Many publishers of substantive information who have to compete in the social environment consider information that is merely shareable to be clickbait. If a story doesn’t pass any of the myriad journalistic tests for relevancy, edification or revelation, or it doesn’t specifically serve the defined geographic audience, then the only reason for distributing it is to get clicks. Hence, clickbait. But if it’s in your organization’s mission to provide simple, delightful stories that entertain the audience, the derogatory label is less appropriate.

Curiosity-bait
Some media, including websites of print publications and broadcast networks, have imitated the original Upworthy style of headlines (although Upworthy itself doesn’t use them anymore) that rely on a curiosity gap. Writing at the time for Vox (he’s now the editor in chief of the Verge) Nilay Patel described these “you’ll never guess what happened next” headlines as a “one-question pop quiz.” The game is guessing the answer to the question (usually implied) of the headline. These headlines are irritating because, Patel said, “the real answer doesn’t live up to the wildest guesses of the reader; no one cares if what happened next is actually boring.”

It’s-not-what-you-think-bait
This type of headline encourages you to click because your curiosity is piqued. The headline has promised you the feeling of surprise, and you click to see whether you are surprised and what the surprise is.

The teaser for a CNN story from December illustrates this. A video bearing the headline “Cop points gun at man’s head, threatens him” was teased with a more alluring — and less descriptive headline: “Cop charged with assault for this.”

These teasers may get audiences to click, but they run the risk of fatiguing readers and eroding trust over time. In this particular story, the teaser headline piques our curiosity, but the actual story is a letdown on two levels. First, it feels distasteful to have wanted to see video of a police assault. Second, once you see what the officer has done (hold his gun in the person’s face) your curiosity is sated and you are likely ready to move on to more interesting content.

Here’s another example:

This Bustle story contains an account of what happened during the San Bernardino shooting, including a look at the suspects, with details pulled from various news sources. The headline does the entire story an injustice by reducing it to the curiosity gap. You click to find out the “most disturbing detail” — the suspects were the parents of a 6-month-old. Truly, though, the most disturbing details of the story are that 14 people were killed. Whether or not the suspects were parents doesn’t compare.
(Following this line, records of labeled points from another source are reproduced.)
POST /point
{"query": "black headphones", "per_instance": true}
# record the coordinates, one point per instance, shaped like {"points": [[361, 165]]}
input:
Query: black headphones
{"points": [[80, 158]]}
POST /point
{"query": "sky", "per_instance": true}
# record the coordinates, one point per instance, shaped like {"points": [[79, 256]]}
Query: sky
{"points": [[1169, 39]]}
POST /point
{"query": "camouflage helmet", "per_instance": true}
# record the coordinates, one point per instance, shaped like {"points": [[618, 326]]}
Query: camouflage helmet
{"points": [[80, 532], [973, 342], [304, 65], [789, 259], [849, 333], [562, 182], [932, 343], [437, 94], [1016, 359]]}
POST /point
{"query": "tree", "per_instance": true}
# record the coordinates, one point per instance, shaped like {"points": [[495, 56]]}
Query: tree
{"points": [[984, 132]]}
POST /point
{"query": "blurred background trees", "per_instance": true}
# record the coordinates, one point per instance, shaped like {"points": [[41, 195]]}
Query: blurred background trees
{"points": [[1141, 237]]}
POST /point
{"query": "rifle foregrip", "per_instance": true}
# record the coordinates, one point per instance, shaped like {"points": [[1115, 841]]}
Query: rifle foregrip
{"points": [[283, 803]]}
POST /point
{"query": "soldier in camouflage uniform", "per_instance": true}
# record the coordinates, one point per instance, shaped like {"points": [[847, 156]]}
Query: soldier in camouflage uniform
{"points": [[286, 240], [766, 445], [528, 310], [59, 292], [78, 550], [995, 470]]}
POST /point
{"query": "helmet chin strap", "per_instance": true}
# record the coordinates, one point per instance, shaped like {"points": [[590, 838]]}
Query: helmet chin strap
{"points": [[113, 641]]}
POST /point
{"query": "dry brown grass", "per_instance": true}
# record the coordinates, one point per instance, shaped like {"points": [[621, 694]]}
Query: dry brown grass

Screen Shot 2016-02-22 at 2.39.09 AM

In the spring of 2015, Upworthy co-founder Peter Koechley apologized for “unleashing” curiosity gap headlines on the world. Since that time, they’ve stopped using such headlines and have instituted a new rule for headline writing, editorial director Amy O’Leary said. The rule is simple: “people need to be able to reasonably predict what the story is about.” This doesn’t mean that she expects her writers to “unspool the whole narrative” in the headline, but only that she expects them to be clear in telling the audience what the story is about.

While Upworthy doesn’t write curiosity gap headlines anymore, you can see traces of their former formula all over the Web. Ravi Somaiya argued in the New York Times that when journalism competes with entertainment, “The weapon of choice is often emotion. Specialists optimize and test multiple headlines and pictures. If they land on a successful formula — asking a provocative question, hinting at a profound experience, including a celebrity name — it is quickly echoed by other outlets.”

Sharebait
Example: 70 secrets only your little sister knows about you. These stories are built for sharing. They’re pure entertainment. When media companies begin looking at a more holistic set of metrics and stop looking as much at clicks, they may (and should) begin to look at how often a story is shared. Sometimes, outlets create content purely for sharing; this content is not a news story with a lot of shares, then, it’s often a quiz or listicle that appeals to an audience’s desire to share a piece of their identity with their friends or followers.